Глаза Багнюка с отвращением скользнули по игрушке, что
выглядела все опаснее:
– Верно. Но не придерешься при наших гребаных законах!
Я помню, когда вошли в моду нунчаки, мы с ними гордо расхаживали по Киеву,
заткнув за пояс! Менты видели, но сделать ничего не могли. Перочинный нож в
кармане – уже статья, в нунчака – всего лишь инструмент для развития гибкости
кисти. Лет десять прошло, сколько голов мы разбили этими нунчаками, пока наше
законодательство начало шевелиться...
– Да, по-моему, так эти статьи и не приняли.
Багнюк отмахнулся:
– Не знаю. Я к тому времени уже вышел из возраста
нунчак. Да, мерзкая штука.
– Оставьте себе, – предложил я снова в жалкой
попытке как-то подольститься. – А то таскать тяжело, и отказаться неловко:
все-таки подарок. Не взять, вроде бы отечественную промышленность не уважаю.
Он буркнул:
– Нет уж, оставьте себе. Надо быть патриотом. Да и мой
шеф скажет, что я отнял. Вы ж не подтвердите, что подарили?
Я признался:
– Не подтвердю.
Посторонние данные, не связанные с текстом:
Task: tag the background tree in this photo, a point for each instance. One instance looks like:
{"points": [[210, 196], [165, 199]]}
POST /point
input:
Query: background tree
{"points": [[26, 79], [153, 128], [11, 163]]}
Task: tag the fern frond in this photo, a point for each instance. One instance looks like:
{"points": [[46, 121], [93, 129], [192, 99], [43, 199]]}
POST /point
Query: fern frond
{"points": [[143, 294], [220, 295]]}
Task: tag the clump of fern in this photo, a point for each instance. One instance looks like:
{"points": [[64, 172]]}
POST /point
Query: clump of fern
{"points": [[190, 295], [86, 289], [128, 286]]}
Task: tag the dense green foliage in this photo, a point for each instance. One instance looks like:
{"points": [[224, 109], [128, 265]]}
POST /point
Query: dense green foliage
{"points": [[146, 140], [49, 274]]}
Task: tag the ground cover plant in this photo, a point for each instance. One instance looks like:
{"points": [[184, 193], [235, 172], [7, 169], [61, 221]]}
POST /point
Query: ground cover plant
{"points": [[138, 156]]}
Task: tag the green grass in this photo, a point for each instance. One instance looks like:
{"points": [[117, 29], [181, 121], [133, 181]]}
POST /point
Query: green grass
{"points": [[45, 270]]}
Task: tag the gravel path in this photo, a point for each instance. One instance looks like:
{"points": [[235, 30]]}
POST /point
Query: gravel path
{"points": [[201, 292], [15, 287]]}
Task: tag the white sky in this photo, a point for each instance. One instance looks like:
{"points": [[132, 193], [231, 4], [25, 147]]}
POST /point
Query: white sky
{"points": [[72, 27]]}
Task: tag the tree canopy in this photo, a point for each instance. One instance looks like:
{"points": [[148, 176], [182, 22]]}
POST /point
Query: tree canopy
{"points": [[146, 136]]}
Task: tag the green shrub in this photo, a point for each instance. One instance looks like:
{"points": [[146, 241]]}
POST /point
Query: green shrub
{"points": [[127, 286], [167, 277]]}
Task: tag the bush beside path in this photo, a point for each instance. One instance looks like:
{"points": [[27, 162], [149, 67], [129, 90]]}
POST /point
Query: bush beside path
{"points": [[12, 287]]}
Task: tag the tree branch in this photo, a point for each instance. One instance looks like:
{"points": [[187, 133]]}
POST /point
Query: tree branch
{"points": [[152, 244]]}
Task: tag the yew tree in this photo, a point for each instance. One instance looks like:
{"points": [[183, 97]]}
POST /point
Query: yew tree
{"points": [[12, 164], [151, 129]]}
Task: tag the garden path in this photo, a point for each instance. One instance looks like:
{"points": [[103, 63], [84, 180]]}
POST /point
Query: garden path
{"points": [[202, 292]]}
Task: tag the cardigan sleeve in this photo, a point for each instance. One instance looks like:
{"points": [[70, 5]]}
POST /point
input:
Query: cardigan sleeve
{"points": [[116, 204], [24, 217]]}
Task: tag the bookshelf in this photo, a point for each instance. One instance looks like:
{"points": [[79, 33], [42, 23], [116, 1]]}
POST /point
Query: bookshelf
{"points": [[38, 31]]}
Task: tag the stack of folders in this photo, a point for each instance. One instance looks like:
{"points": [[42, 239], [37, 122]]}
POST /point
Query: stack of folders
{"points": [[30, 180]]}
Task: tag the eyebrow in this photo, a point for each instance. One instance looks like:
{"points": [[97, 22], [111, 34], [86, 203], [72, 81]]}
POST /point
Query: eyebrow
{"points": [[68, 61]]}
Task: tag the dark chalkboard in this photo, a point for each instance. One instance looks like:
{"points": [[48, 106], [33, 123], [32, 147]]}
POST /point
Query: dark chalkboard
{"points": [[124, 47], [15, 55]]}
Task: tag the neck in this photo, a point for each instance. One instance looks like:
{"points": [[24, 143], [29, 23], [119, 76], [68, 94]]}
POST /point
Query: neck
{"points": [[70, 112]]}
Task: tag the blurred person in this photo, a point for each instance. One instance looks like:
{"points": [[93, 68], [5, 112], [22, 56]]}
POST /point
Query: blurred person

Иначе я себя поставлю в очень неловкое
положение.
– Ну вот...
Стелла присела за комп, длинные красивые пальцы запорхали по
клавишам. Экран ламповый, даже под таким углом я видел четко как проявилась
заставка с двухглавым орлом, курсор пополз по скринам, а когда там появились
песочные часики, американец покровительственно улыбнулся, явно сравнивая
скорость их модемов с нашими, плюс наши ленинские линии...
Багнюк переговорил с кем-то по мобильному, кивнул, будто его
могли увидеть, и еще не спрятав телефон, повернулся ко мне:
– Говорите быстро. Собирался ли Кречет что-то подписать
еще, кроме согласования цен на нефть?
Я ответил с достоинством испуганного человека:
– Я не президент. Я знаю о некоторых решениях, к
разработке которых сам в некоторой мере причастен, некоторые, так сказать, с
моей подачи...
Он перекосился в гневе, рыкнул, я тут же съежился от гнева
этого большого человека в военной форме и с блестящими погонами.
– У нас нет времени! Быстро! Говорите!..
У меня крупно тряслись руки, прыгали губы, я пролепетал в
панике, все еще пытаясь удержать остатки достоинства:
– Вы не смеете...
– Смеем, – заверил он. – Смеем!
Он явно с трудом удержался от жажды ударить кулаком о стол,
вгоняя в еще больший страх кабинетного червяка, но я мог вовсе плюхнуться в
обморок, или оцепенеть, ничего не соображая, не воспринимая, подобно жукам, что
цепенеют при виде опасности.
Голдсмит сказал с отвращением, но голос старался держать
сочувствующим:
– Может быть, вам водички?
– Д-да... – пролепетал я. – Да. Или
сигаретку...
Багнюк кивнул десантнику на дверь, тот мигом вскочил и
выскочил, а сам вытащил пачку «Мальборо», бросил одну в рот, нехотя протянул Голдсмиту,
тот выудил, и, только тогда с некоторым колебанием, протянул мне:
– Я послал за водой. Но если хотите сигарету...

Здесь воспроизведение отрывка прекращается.